According to their website:
VISION: “Rural America will be a global model for vibrant, prosperous, and thriving communities.”
MISSION: “Thrive designs opportunity in impoverished regions of rural America in an effort to increase economic mobility and decrease rural brain drain.”
I admire this start up because of their desire to make a difference. Thrive describes Helena as “culturally and historically rich, but economically poor.”
One event they hold continuously is called “Helena Second Saturdays.” In 2011, Thrive united with the Phillips County Chamber of Commerce, Main Street Helena, the Delta Cultural Center and the Arkansas Delta Arts Partnership to create Helena Second Saturday. The long-term goal for Helena Second Saturday is revitalizing historic downtown Helena. This free community is a monthly fair located in downtown Helena. The event provides an atmosphere for local artists, musicians, entrepreneurs and citizens to come together and attract visitors. You can learn more about Helena Second Saturdays here.

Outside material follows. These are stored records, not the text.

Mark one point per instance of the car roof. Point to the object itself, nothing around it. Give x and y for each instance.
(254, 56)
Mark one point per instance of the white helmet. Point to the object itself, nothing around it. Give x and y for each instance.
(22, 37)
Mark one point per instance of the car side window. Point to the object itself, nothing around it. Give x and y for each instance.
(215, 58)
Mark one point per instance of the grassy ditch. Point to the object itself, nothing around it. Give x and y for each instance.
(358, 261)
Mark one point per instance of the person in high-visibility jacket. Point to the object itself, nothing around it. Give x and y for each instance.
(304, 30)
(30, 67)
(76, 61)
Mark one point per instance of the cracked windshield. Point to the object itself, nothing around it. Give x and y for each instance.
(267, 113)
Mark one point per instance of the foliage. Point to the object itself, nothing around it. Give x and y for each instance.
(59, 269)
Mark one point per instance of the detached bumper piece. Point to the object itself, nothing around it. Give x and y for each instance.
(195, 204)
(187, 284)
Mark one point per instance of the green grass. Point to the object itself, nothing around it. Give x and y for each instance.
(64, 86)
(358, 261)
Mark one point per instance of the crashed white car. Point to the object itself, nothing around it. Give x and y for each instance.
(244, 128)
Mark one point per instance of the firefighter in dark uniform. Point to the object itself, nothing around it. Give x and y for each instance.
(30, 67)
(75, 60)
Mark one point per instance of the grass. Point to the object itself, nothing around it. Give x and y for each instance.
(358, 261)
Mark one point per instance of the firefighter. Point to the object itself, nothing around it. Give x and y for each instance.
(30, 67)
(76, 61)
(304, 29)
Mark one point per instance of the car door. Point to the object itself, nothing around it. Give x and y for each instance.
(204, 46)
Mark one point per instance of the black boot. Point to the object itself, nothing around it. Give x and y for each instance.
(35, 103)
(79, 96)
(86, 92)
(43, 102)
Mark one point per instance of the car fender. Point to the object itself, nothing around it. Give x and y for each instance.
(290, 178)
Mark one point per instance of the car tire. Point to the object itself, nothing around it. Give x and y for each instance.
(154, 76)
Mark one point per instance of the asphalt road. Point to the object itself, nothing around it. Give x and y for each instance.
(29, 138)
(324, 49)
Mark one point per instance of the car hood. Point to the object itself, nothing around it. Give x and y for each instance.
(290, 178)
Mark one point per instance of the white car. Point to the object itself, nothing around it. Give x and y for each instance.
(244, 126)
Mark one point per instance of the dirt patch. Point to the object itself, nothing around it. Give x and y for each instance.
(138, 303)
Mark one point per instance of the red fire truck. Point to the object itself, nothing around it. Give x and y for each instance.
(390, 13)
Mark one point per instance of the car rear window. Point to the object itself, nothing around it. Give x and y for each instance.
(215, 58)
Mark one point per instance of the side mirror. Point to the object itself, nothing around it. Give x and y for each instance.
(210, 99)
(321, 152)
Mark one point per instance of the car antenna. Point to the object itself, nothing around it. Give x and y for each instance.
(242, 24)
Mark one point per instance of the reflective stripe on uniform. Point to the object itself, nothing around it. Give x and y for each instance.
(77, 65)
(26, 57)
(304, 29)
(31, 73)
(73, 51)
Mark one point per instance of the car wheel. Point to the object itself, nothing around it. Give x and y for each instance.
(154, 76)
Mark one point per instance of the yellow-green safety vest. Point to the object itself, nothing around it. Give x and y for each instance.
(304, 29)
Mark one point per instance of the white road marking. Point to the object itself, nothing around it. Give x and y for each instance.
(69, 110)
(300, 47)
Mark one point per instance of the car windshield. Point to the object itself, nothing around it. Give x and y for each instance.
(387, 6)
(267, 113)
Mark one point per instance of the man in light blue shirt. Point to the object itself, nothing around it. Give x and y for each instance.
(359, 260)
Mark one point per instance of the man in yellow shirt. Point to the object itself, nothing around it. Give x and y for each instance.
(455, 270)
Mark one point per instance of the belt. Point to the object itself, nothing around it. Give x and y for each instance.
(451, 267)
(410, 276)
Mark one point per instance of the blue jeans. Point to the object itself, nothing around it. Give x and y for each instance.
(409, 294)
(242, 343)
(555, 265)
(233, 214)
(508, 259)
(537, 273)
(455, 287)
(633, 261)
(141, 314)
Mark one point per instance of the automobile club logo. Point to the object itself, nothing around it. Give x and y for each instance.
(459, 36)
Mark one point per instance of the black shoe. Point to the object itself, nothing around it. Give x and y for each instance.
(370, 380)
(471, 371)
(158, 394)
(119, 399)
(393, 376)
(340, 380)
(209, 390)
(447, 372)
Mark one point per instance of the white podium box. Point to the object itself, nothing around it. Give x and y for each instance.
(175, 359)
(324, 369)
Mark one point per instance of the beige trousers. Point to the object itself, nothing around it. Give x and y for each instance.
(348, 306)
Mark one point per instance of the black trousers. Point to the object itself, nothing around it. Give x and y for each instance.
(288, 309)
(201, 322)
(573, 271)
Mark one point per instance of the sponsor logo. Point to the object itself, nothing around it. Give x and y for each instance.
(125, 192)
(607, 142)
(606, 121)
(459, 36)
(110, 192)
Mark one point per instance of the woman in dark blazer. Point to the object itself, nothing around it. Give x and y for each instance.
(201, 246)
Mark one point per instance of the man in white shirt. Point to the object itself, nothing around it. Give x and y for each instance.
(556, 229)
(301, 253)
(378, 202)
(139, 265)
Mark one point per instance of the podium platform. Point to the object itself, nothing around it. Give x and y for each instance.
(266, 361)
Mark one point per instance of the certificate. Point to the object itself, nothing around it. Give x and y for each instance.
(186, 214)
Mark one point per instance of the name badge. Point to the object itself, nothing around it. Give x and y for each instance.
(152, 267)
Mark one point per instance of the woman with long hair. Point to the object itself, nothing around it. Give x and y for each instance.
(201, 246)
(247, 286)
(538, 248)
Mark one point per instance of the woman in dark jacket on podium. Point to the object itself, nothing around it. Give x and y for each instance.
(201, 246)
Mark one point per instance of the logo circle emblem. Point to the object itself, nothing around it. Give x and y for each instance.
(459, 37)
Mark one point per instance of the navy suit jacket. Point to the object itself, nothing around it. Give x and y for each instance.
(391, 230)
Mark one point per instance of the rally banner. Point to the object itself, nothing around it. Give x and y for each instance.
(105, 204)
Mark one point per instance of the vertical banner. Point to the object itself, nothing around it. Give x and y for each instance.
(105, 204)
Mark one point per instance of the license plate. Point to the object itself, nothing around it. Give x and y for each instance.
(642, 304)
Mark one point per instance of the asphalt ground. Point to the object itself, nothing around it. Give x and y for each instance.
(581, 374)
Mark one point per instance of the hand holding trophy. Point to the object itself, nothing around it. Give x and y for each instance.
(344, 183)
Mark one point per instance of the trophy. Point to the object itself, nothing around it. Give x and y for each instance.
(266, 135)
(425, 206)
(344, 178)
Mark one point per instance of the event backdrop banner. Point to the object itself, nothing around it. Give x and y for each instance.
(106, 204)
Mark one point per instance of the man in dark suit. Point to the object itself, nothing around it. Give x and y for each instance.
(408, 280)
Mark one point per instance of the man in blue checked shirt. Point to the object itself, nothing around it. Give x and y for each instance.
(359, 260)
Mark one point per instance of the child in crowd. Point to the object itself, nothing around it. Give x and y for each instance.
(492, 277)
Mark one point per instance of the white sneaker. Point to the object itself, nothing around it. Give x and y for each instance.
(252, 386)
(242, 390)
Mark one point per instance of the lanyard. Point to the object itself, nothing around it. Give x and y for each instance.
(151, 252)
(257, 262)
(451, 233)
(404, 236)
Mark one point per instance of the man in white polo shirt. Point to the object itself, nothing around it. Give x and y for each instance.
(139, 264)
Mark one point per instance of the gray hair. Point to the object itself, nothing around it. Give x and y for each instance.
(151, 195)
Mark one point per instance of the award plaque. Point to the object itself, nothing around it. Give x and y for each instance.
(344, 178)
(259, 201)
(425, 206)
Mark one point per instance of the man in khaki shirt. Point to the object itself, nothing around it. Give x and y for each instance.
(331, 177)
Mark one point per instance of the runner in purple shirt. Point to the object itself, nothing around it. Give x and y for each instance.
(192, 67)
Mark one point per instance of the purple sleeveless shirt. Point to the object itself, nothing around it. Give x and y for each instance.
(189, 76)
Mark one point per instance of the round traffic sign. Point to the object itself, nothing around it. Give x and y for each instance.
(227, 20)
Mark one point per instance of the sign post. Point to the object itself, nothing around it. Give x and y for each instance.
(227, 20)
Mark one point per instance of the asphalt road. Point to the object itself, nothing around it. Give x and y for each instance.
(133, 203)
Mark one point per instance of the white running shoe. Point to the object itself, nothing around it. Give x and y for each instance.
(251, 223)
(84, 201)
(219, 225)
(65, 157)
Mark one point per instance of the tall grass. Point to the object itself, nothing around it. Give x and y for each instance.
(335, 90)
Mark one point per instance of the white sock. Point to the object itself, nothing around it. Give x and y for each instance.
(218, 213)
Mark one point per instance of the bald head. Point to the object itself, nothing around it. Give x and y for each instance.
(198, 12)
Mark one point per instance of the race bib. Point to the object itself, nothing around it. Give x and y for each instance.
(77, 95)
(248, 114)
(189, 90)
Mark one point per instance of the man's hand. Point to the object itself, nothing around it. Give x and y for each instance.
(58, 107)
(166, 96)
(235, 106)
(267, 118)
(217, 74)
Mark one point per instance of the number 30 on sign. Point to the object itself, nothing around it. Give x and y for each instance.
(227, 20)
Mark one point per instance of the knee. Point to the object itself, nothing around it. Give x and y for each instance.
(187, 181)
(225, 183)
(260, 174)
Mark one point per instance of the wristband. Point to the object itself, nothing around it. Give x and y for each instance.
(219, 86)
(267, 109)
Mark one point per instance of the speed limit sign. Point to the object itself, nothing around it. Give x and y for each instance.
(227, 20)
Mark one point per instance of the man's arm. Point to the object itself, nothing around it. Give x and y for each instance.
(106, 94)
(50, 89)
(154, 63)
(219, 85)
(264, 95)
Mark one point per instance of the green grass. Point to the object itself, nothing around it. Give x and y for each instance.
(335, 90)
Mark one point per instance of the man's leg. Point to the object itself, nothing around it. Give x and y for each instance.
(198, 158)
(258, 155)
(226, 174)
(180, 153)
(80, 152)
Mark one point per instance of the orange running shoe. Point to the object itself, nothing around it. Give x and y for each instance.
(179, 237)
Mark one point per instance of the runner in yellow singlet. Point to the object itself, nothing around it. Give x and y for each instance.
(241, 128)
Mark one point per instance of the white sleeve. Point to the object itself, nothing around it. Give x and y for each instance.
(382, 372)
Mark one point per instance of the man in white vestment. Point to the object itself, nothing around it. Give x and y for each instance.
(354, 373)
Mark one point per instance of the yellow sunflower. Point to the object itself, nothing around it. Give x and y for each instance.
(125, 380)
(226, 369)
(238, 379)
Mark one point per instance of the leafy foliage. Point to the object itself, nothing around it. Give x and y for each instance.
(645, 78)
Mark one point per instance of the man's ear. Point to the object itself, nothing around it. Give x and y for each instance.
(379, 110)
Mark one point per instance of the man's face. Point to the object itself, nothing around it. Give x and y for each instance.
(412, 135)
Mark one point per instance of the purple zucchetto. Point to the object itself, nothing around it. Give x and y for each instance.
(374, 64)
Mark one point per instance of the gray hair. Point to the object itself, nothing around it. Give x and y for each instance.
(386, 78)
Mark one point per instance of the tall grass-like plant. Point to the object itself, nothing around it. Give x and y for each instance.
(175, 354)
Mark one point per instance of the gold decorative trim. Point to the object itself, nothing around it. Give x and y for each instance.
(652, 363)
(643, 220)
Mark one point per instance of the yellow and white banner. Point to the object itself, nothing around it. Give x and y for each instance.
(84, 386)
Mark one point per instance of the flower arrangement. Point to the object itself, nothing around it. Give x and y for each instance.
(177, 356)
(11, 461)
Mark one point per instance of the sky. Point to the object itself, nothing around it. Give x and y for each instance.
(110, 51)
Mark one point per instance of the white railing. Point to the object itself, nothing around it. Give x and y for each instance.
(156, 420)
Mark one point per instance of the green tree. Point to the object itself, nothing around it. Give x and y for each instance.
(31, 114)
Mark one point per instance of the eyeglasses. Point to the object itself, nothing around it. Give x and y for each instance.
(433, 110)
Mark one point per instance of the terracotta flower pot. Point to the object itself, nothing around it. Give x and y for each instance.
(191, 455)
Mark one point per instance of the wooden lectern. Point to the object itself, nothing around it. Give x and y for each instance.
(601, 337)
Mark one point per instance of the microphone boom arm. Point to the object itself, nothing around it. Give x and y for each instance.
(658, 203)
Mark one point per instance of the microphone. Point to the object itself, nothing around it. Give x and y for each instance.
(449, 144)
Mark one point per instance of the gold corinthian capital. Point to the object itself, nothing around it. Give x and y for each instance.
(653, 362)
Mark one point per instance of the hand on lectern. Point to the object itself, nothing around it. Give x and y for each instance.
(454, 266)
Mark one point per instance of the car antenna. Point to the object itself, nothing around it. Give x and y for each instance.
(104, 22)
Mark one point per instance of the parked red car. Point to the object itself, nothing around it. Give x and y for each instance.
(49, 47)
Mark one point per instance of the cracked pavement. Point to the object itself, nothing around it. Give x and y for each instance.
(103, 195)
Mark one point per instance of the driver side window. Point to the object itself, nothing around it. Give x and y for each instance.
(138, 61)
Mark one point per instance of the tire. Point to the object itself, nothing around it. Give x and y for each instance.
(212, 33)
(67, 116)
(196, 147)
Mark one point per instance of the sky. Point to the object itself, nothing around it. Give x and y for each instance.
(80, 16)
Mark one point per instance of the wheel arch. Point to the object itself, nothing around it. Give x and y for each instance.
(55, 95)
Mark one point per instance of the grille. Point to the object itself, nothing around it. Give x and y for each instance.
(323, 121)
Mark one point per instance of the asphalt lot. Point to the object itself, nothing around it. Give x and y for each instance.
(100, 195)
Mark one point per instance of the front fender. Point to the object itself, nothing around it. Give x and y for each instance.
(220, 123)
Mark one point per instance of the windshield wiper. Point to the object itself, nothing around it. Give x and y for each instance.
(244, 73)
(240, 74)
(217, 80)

Thrive revealed its Impact program in 2013, which is “a rural think-tank. Impact projects will utilize external internship and fellowship programs, and invite local professionals and visiting experts to take part in rural development efforts under the 501c3 status of Thrive.”
Thrive believes that baby steps are the key to helping small communities reach their maximum potential.
In an article written by Casey Penn in the latest magazine issue of Talk Business Arkansas, he wrote, “While many Delta communities are struggling to survive, Will Staley and Terrance Clark are working to make sure at least one of them thrives. He elaborates, “After just one year of passing muster, Thrive had already caught the attention of city managers who approached Staley and Clark about running a small business incubator, the Helena Entrepreneur Center (HEC).”
“We make money from pretty much any rock we can pull money out from under,” said Clark, who is quick to defend their methods in a county with a history of abuse of non-profit funds. “We’re not seeking grant money to pay our salaries, and we know that for this to exist [long-term], we have to work as hard as we can to make sure it’s sustainable.”
Will Staley and Terrance Clark of Thrive received the Pat Audirsch Community Advancement Award.
The Community Advancement Award is presented annually to an individual or organization that has had an amazing impact on their community involving community development in Helena.
“During the past five years, Thrive’s efforts has created programs and community-wide initiatives designed to create jobs and improve the quality of life in Phillips County. The Education Innovation Award is given to an educational/training entity that develops innovative approaches to training and education in the Crossroads region,” says Randy Hogan of The Helena Arkansas Daily Word.